Shostakovich, I think, is the sole voice — the sole great classical composer — with depths of irony like that. And that makes him our contemporary.
Footnote: I had a student from Russia some years ago in my Juilliard course on the future of classical music. She talked once about her love of Shostakovich. When she was growing up, in the old Soviet Union, she’d hear festive march music at Communist celebrations, and hate it for its dishonesty, and because she’d be forced to act as if she liked it. She heard that march music mirrored in Shostakovich’s work, along — no one could convince her otherwise — with a reaction to it just like her own.
Neil McGowan says
The conscious irony in DSCH’s music is clear and obvious, and we have his own ‘signpost’ in case we’ve somehow missed it – the incongruous quotations in Symph #15. However, it’s a technique which had been embedded in his writing for years.

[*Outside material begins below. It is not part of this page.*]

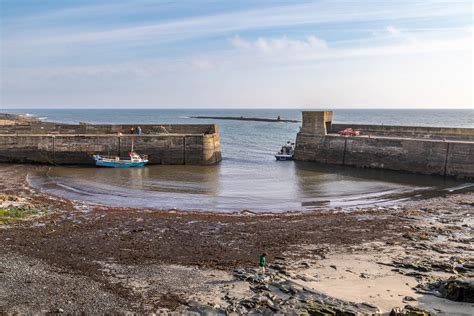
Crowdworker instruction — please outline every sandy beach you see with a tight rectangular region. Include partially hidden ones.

Look at the scene when the cops turn up at Katerina’s wedding – he lovingly pastiches the musical-emotional vocabulary of “denouement” scenes in Rossini & Bellini.* In a way it’s postmodern – conscious re-use of existing musical building-blocks to achieve a subversive end. Just when it seems that Sergey & Katerina are going to get clean away, in a world based on new values and social norms – the moral cops of Rossini’s time emerge through a time-hole to arrest them for their transgressions.

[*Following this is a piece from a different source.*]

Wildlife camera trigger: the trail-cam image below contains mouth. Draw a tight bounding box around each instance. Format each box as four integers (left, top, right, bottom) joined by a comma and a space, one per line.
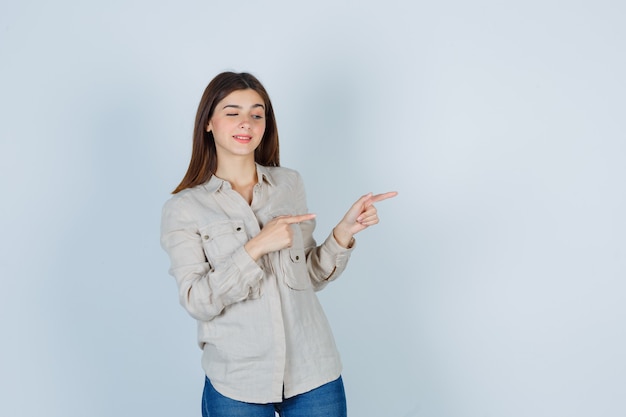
233, 135, 252, 143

* I wonder if it prompted Britten’s Bellini spoof in the opera-within-an-opera in MSN? Although it’s a device BB might easily have come up with himself too.
Regarding DSCH’s use of standard, even archaic forms and formats (such as symphonies, string quartets, fugues etc) I’d agree there are clear reasons why he reached out to these forms. Having been carpetted on multiple occasions, very possible over extra-musical elements in his works, it’s entirely credible – to me – to see how he might resolve to work in musical formats where he would be immune to oafish criticism, and answerable only to other musicians for his work. What criticism could a strutting commissar make of a countersubject in a fugue? Only his own peers would have the critical apparatus to go tyre-kicking. And these forms came ready-coated in moral and academic respectability. Sitting in the Great Hall of the Moscow Conservatoire, you see the huge benign portraits of Tchaikovsky, Bach, Handel, Mozart, & Wagner gazing down from the walls. How could it therefore be ‘wrong’ to emulate their work, and the forms in which they wrote it. It was a watertight argument to keep the troglodytes at bay, and largely work without the hand of the censor round your neck the whole time.
And if they came to him for some opening fanfare for a Trade Union Congress, he’d knock something out to keep them happy. It seems very likely, from all the evidence, that Shostakovich did indeed believe in socialism, despite all the knocks he’d taken – in fact his anger with it stemmed from the way its potential had been stolen and abused by individuals.
But where *can* composers work without the meddling of politicians? I saw the UK premiere of DR ATOMIC a couple of years ago, in London. There was a huge 6-page programme note by Adams, in which he outlined the way he’d been forced to rework the libretto material so as to cause less offence to the State Department. The original libretto had gone on to illustrate how Oppenheimer had been persecuted by the Anti-American Activities Committee… plus c’est la meme chose….
Jackie says
Very interesting! I had not heard about the irony in his music before. Thank you!